La trattativa Alcoa-Klesch langue, forse è definitivamente insabbiata nelle reciproche diffidenze dopo il pessimo esito per i lavoratori dell’acquisizione di impianti in Francia da parte di Klesch. A distanza di otto mesi, quell’operazione è finita davanti ai giudici con accuse reciproche fra venditore (Arkema) e compratore (Klesch). Rischiano 1300 lavoratori. Forse Alcoa ha deciso di non cedere lo stabilimento di Portovesme a Klesch. Se così è occorre anche mettere in evidenza che è stata Alcoa a scegliere di trattare con Klesch, il cui profilo di raider era ben noto. Alcoa non potrà limitarsi a dire che la trattativa è fallita e neppure il Governo potrà prendere semplicemente atto. Questo, che è un governo politico (anche se a me non piace e non riscuote la mia fiducia) dovrà almeno fare quello che ha fatto il governo tedesco per gli impianti di Amburgo. In quel caso, il pubblico si è direttamente occupato della ricerca della società che ha riaperto lo stabilimento chiuso da Alcoa.

Alcune settimane fa due sindacalisti della Carbosulcis hanno ricevuto una lettera minatoria. Anche Lei pensa, come ha dichiarato il vice questore di Iglesias, che siano l’espressione della tensione sociale che monta in tutto il territorio?

Carbosulcis. La società è in gravi difficoltà per il contenzioso aperto dalla Ue per aiuti di Stato. La Regione ne è responsabile perché come proprietaria avrebbe dovuto notificare correttamente alla Unione europea i fondi immessi in Carbosulcis. Occorre anche aggiungere che la miniera è stata mal gestita. Tutte le miniere europee perdono e ricevono fondi pubblici. Però se i livelli di perdita raggiungono le decine di milioni di euro per anno, vuol dire che la gestione è scadente e c’è una responsabilità manageriale. Così è stato per Carbosulcis con amministratori nominati dalla Regione di centrosinistra e di centrodestra, che hanno generato perdite disastrose. Quello di Carbosulcis è un caso lampante di cattiva gestione. Per il futuro l’Unione europea consente gestioni solo senza aiuto pubblico e la sopravvivenza della miniera è legata all’equilibrio di bilancio cosa che i dirigenti dicono possibile ma dovranno concretamente fare. Dovrebbe essere fatto l’investimento sulle tecnologie innovative per la produzione di energia. È utile per il Paese.
La tensione sociale rischia di sfociare in atti inaccettabili, quasi che la responsabilità fosse del sindacato.

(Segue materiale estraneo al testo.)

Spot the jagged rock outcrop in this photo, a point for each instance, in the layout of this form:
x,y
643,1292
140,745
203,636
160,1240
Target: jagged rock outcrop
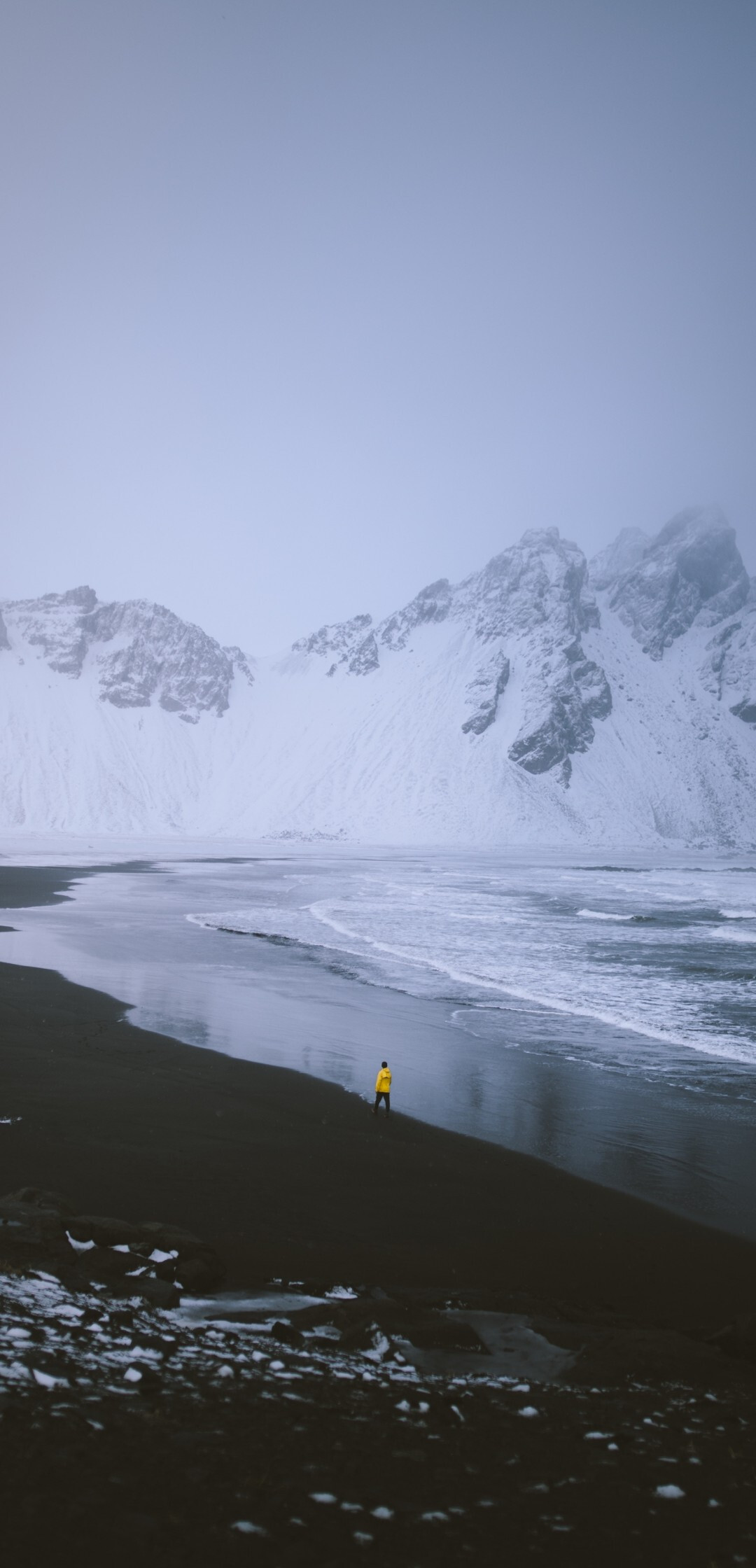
x,y
155,656
347,643
691,571
529,606
730,667
485,690
505,708
430,604
618,557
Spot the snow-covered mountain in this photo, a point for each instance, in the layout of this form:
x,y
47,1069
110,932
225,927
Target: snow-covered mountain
x,y
542,700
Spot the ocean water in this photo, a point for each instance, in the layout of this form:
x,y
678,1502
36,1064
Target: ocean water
x,y
595,1014
666,954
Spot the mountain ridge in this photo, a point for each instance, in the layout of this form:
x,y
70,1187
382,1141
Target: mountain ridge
x,y
542,700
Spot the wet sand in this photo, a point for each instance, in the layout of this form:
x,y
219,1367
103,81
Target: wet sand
x,y
289,1177
292,1178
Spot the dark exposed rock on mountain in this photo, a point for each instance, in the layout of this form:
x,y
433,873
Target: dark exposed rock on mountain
x,y
485,690
618,557
504,708
691,568
144,651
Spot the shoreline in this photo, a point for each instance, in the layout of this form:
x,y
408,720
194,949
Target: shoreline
x,y
290,1177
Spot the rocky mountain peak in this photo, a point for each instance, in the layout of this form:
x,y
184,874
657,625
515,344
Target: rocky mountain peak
x,y
141,651
691,571
618,557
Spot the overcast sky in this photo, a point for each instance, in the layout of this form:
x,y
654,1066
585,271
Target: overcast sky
x,y
307,303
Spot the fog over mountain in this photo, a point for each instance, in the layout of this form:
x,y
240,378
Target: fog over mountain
x,y
543,700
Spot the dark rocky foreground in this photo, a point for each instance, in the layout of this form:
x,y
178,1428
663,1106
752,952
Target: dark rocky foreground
x,y
375,1424
129,1431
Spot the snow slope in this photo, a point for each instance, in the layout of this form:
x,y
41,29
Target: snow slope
x,y
518,706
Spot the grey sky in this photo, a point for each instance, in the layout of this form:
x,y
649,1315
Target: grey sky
x,y
307,303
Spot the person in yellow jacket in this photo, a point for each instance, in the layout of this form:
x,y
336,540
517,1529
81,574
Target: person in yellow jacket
x,y
382,1088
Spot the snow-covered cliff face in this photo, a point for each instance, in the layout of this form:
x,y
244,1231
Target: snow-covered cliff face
x,y
140,651
536,701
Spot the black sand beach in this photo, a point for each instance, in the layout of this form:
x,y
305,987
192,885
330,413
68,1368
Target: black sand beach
x,y
288,1178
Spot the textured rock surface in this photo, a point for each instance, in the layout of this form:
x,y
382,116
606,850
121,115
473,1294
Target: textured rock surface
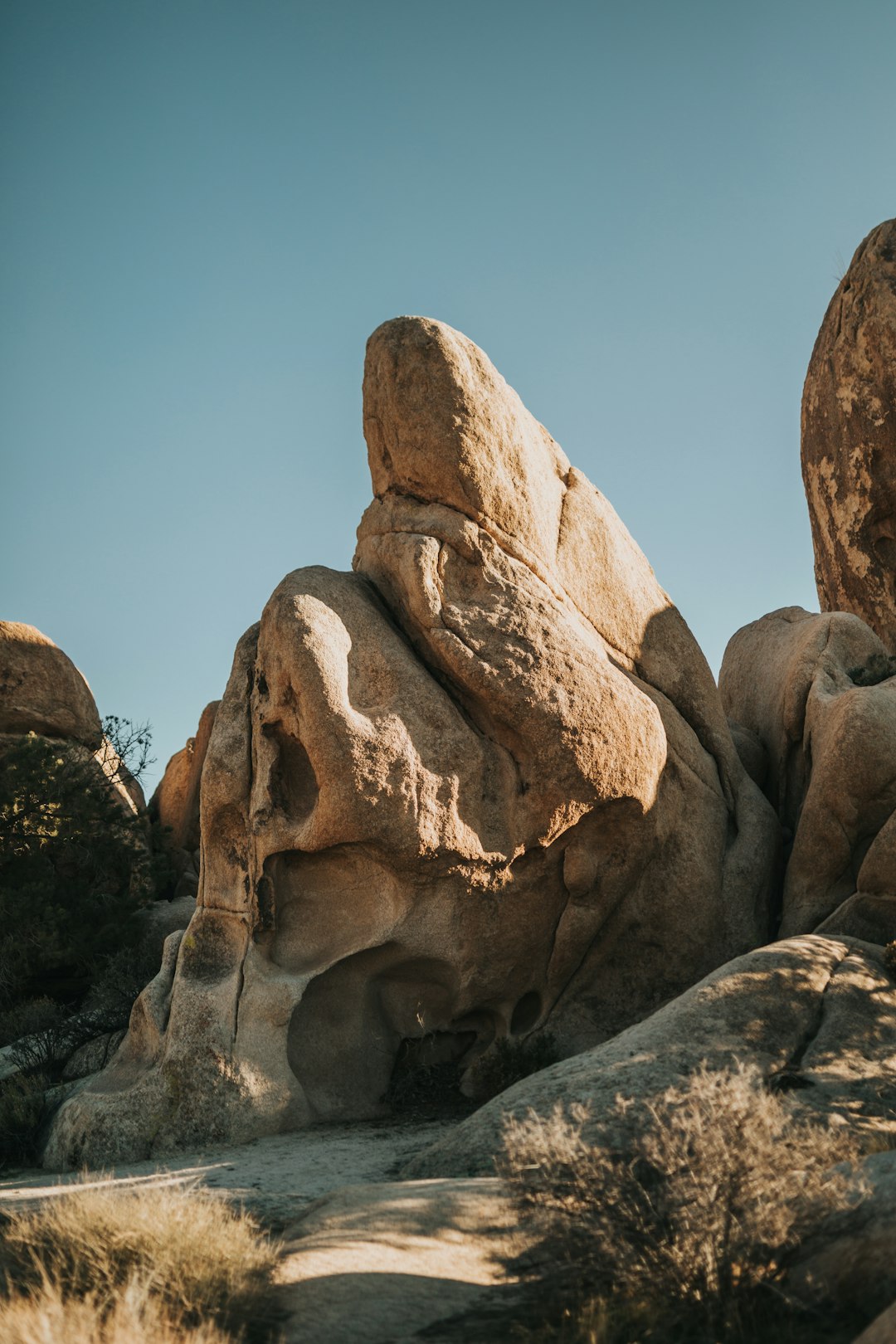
x,y
481,785
800,682
41,689
176,799
817,1012
850,440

Le forze politiche regionali (e il PD in particolare) hanno l’attenzione su questi problemi, ossia la politica è consapevole dei rischi che si stanno correndo? E quale è il suo giudizio sulle prossime elezioni regionali e sul prossimo Governatore che dovrà governare una Sardegna con più disoccupati che occupati?

Del Governo della Regione contano i fatti. Dichiarano consapevolezza ma non sono conseguenti. E neppure diligenti. Il bilancio regionale è stato approvato a maggio avanzato, come dire che cinque mesi sono stati consumati nell’esercizio provvisorio, tempo sprecato. Così è tutti gli anni. I valzer degli assessori sono ininterrotti. I programmi d’investimento rinviati. Il centrosinistra pensava di avere la vittoria in tasca più per demerito del centrodestra che per merito propria. L’esplosione del movimento cinque stelle dice che molto è cambiato. Riuscirà il centrosinistra a convincere il proprio elettorato? Impresa ardua se le segreterie politiche pensano che tutto si risolva con un accordo fra di loro senza fare i conti con la drammatica cesura fra il ceto politico e i cittadini.